Diz o povo que em tempo de guerra não se limpam armas.
Curiosamente, nesta que vivemos, até convém limpá-las assiduamente, mas as do
nosso inimigo, pois trata-se das nossas próprias mãos.
Já se vê, pela lógica deste pensamento, que a quarentena tem
os seus efeitos. Há uns dias dei por mim farto de estar em casa e a ir até ao
meu carro, onde permaneci umas horas e li parte de um livro da Anna Burns –
“Milkman” – no qual é particularmente bem descrito o ambiente de terror vivido
nos anos 70/80 na Irlanda do Norte, onde houve, de facto, uma guerra, no
sentido clássico do termo.

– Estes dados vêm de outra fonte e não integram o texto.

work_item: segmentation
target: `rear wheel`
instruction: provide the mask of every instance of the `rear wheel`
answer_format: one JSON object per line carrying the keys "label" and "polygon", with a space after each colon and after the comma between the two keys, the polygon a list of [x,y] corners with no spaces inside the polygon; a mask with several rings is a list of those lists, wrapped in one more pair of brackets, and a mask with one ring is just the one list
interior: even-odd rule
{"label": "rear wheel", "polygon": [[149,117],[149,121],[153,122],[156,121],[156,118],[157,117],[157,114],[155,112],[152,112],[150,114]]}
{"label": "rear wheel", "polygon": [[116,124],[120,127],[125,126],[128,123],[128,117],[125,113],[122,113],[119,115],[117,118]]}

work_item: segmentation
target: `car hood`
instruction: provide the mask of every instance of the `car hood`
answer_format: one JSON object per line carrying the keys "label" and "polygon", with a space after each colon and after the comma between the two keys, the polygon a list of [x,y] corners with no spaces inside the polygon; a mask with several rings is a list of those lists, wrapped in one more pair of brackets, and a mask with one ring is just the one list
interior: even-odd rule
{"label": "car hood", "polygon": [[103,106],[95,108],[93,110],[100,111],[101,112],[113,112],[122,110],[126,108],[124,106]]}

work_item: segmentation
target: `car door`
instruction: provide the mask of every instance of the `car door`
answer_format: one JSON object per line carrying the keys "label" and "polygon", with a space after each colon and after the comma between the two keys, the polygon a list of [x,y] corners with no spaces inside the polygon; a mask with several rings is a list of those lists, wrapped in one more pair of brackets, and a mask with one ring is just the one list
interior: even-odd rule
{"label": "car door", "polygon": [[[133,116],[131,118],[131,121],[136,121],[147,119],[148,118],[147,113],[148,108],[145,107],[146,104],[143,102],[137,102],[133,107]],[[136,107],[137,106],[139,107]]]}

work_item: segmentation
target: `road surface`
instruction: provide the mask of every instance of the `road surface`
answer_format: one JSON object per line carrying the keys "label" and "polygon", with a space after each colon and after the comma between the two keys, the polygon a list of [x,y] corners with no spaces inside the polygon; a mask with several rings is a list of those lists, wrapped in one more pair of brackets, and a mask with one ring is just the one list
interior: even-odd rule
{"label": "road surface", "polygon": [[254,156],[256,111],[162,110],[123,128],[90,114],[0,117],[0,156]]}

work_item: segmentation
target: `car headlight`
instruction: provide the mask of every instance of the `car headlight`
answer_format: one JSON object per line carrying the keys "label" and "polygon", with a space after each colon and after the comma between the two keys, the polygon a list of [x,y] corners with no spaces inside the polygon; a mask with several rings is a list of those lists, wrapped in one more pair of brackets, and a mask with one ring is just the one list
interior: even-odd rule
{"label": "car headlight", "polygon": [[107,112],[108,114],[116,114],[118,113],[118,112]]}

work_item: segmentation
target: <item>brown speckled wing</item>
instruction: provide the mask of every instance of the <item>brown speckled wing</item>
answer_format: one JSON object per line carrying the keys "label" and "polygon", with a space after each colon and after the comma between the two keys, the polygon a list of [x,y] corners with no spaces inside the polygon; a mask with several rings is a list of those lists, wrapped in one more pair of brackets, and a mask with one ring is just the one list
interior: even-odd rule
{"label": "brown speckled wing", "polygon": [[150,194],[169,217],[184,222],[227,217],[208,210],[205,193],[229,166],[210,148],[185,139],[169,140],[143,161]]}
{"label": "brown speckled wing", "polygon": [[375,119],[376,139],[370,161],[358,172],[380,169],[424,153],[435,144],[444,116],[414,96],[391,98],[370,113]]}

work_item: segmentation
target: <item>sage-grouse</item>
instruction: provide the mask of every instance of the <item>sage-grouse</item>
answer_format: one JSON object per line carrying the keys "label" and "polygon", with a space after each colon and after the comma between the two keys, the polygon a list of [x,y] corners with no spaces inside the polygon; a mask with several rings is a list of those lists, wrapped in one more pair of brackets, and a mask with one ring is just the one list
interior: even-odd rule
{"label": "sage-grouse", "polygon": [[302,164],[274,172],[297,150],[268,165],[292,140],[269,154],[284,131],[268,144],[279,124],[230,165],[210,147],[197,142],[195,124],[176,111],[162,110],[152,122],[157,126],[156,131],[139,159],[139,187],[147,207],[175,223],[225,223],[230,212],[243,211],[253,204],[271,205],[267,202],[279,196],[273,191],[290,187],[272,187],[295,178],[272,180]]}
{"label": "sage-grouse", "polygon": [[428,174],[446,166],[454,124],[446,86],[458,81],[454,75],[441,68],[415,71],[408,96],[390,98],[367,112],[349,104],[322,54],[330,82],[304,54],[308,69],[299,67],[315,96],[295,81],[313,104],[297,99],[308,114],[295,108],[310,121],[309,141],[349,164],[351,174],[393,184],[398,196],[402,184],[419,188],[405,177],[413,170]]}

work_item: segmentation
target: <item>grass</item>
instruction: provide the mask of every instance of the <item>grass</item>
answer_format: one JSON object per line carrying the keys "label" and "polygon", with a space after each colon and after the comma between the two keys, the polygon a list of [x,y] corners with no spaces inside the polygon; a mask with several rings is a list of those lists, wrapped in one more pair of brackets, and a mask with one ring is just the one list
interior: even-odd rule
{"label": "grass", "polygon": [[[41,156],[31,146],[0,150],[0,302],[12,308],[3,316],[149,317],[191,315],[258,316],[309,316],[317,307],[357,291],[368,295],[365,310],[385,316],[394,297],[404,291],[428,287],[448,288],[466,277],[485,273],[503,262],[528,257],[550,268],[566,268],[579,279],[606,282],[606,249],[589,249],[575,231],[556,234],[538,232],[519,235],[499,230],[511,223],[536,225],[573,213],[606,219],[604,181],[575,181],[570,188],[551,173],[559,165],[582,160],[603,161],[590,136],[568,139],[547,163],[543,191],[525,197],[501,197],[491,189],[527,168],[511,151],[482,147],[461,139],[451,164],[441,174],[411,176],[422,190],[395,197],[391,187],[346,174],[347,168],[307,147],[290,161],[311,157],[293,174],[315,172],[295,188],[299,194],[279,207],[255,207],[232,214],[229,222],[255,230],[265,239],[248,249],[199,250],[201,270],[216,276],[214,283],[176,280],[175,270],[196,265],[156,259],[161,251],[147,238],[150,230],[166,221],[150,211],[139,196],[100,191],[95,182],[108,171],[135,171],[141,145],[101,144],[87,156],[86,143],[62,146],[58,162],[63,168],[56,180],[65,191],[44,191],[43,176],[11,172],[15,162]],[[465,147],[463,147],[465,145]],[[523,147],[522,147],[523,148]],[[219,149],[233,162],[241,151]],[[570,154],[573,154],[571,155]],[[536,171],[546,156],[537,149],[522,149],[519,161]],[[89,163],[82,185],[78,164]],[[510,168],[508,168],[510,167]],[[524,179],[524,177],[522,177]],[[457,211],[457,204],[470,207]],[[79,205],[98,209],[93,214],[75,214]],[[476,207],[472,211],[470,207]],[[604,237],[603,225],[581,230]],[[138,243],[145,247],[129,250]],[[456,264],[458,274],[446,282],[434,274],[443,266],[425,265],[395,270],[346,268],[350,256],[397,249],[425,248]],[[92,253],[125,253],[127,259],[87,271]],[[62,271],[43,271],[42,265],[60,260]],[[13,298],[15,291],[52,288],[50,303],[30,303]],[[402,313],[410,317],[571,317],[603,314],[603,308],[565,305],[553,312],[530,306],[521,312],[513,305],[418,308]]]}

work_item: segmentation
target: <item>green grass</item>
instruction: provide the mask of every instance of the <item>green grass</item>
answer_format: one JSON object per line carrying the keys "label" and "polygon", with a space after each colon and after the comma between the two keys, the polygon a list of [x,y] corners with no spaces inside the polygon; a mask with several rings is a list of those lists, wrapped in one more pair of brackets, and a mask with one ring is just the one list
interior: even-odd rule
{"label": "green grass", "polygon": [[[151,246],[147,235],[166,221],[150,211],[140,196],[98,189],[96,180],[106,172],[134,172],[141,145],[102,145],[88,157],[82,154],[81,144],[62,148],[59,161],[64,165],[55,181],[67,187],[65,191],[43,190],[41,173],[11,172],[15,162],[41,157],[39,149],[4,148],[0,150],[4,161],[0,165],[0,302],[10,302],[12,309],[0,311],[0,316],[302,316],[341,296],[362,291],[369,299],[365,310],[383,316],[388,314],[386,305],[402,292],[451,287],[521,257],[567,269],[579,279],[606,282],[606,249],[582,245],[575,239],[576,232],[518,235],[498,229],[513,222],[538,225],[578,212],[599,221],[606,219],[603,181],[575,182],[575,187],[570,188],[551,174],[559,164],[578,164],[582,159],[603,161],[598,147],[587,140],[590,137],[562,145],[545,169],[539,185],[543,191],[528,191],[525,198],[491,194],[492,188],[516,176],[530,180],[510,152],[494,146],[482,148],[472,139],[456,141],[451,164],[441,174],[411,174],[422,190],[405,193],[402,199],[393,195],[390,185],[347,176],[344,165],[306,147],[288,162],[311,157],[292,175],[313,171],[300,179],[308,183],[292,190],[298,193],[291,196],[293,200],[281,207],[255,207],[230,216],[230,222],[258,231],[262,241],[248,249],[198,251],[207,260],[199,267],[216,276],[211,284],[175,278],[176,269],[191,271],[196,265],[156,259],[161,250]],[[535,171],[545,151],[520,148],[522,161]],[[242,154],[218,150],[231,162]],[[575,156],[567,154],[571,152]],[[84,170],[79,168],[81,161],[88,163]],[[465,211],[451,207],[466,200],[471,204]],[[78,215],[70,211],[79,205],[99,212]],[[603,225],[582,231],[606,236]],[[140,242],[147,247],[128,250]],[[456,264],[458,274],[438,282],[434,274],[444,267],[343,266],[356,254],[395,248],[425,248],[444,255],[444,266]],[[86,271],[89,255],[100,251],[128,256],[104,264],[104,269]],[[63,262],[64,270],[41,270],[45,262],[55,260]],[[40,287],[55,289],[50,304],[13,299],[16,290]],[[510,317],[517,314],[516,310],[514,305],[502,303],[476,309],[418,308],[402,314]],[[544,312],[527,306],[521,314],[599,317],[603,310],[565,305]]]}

Nesta, que só Pacheco Pereira parece recusar-se a
referir-se-lhe nesses termos, pedem-nos para ficarmos em casa, lavarmos as mãos
e praticarmos distância social, o que em certos casos nem é grande o sacrifício,
talvez seja mesmo uma benesse.
Para quem tem saúde e não é obrigado a arriscá-la em nome de
outrem, e ainda para quem não começa a sofrer já com a paragem da economia,
além das saudades de familiares e amigos, os maiores desafios têm sido ocupar o
tempo entre paredes (perdeu-se a desculpa “não tenho tempo para ler”) e estar
atento aos noticiários de algumas TVs (salva-se a RTP) para se mudar de canal
imediatamente antes do início da evangelização diária dos pivots de serviço, num
tom que alterna entre a reprimenda e a (proto) inspiração. Como não percebo do
assunto, nem me preocupo com audiências, preferiria ouvir notícias. E
garanto-vos que não haverá discurso tão inspirador quanto os actos praticados
por pessoas e instituições, por vezes pouco ou nada noticiados, entre os quais as
doações avultadíssimas do Benfica e dos elementos da sua equipa profissional de
futebol, que mereciam mais destaque.